Testing Claude Code Against Local 35B Models: Building a Cross-Check Harness

I run Claude Code (Opus 4.6) as my primary coding tool and pay $200/month for it.
I also run Qwen 3.5/3.6 35B locally on two DGX Sparks and an RTX 5090.
Natural question: how does a local 35B model compare to the commercial tool I’m paying for?
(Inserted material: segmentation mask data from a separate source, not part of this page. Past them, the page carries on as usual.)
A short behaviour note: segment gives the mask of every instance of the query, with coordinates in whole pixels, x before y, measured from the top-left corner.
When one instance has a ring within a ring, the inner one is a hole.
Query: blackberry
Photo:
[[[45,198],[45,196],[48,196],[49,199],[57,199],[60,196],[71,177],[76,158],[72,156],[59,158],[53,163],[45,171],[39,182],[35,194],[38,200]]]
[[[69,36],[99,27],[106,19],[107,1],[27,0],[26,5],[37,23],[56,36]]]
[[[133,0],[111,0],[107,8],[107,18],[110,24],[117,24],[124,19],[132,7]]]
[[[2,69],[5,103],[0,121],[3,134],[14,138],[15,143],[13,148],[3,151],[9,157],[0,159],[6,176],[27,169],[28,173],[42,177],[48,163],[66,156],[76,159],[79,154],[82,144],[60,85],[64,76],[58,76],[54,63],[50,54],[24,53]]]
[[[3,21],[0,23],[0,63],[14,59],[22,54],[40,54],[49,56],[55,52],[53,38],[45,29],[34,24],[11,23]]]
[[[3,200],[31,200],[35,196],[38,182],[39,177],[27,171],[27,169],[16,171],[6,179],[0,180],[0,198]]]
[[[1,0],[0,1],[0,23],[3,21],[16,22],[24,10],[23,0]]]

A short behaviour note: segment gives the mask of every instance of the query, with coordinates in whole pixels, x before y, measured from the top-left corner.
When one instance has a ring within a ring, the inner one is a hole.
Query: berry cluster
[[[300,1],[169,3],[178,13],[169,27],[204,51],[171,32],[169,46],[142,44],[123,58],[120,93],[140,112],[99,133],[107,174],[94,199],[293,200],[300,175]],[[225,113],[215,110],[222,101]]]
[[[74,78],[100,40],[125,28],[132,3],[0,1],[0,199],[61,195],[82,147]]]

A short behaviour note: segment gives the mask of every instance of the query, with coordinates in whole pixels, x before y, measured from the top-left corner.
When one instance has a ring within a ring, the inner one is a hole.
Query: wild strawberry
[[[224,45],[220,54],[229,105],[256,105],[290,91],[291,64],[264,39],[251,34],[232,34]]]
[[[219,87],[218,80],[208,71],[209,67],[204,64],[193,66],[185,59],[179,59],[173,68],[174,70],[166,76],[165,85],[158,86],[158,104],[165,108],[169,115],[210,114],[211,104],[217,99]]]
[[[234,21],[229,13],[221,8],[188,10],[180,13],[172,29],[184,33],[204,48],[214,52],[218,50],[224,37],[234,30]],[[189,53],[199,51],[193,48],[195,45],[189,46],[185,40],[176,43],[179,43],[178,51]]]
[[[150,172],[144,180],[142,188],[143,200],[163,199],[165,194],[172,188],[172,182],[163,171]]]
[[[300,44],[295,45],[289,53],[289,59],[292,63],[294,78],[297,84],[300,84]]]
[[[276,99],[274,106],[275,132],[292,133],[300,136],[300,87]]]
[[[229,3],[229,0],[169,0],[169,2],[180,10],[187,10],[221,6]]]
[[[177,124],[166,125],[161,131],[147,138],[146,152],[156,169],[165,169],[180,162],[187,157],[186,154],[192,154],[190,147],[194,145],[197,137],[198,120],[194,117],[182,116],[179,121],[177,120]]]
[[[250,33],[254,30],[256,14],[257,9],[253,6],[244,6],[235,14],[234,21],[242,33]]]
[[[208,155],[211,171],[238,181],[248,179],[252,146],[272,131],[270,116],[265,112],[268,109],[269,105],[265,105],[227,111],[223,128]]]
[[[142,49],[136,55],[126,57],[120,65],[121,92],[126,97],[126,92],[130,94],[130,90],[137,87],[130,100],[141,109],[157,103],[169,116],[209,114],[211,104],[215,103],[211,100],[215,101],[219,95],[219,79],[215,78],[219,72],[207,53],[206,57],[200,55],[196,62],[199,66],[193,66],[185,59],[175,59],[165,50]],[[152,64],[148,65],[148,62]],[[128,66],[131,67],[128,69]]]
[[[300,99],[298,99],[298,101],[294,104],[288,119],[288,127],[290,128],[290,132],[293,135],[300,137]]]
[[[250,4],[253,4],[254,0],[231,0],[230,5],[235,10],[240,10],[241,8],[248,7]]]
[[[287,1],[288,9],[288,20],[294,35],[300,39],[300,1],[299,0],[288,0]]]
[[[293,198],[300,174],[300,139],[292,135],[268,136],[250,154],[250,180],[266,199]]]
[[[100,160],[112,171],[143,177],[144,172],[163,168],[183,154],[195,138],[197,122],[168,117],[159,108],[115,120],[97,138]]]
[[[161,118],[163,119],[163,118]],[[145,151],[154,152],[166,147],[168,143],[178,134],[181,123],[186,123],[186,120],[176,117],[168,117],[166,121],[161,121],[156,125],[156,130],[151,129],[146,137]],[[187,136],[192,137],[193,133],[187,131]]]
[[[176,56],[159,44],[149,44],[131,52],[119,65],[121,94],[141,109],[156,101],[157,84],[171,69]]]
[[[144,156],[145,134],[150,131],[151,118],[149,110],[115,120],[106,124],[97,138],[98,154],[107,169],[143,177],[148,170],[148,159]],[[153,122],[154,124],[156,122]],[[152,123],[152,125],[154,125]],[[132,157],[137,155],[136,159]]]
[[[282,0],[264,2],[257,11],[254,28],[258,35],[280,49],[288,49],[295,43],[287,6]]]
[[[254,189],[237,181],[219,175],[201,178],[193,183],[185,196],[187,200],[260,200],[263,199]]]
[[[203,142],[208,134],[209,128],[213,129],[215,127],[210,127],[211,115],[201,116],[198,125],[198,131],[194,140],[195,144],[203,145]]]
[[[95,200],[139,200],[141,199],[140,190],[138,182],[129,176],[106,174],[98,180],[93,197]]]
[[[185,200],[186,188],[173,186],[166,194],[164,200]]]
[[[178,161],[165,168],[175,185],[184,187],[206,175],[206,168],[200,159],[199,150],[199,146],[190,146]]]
To find out, I built three separate benchmark harnesses over 10 days.
The journey taught me more about evaluation methodology than about the models themselves — because the harness had more bugs than the models did.

The Three Harnesses

Harness	Nodes	Focus	Tests
cc-crosscheck	DGX1 (3.5)	CC vs Codex vs Local — same task, three tools	254
dgx-duo	DGX1 + DGX2	Builder (3.5) + Reviewer (3.6) pair mode	254
Local-Trinity	All 3 nodes	Unified cross-node comparison	290

All three are zero-dependency Python (stdlib + urllib only).
No frameworks, no pip installs on the inference nodes.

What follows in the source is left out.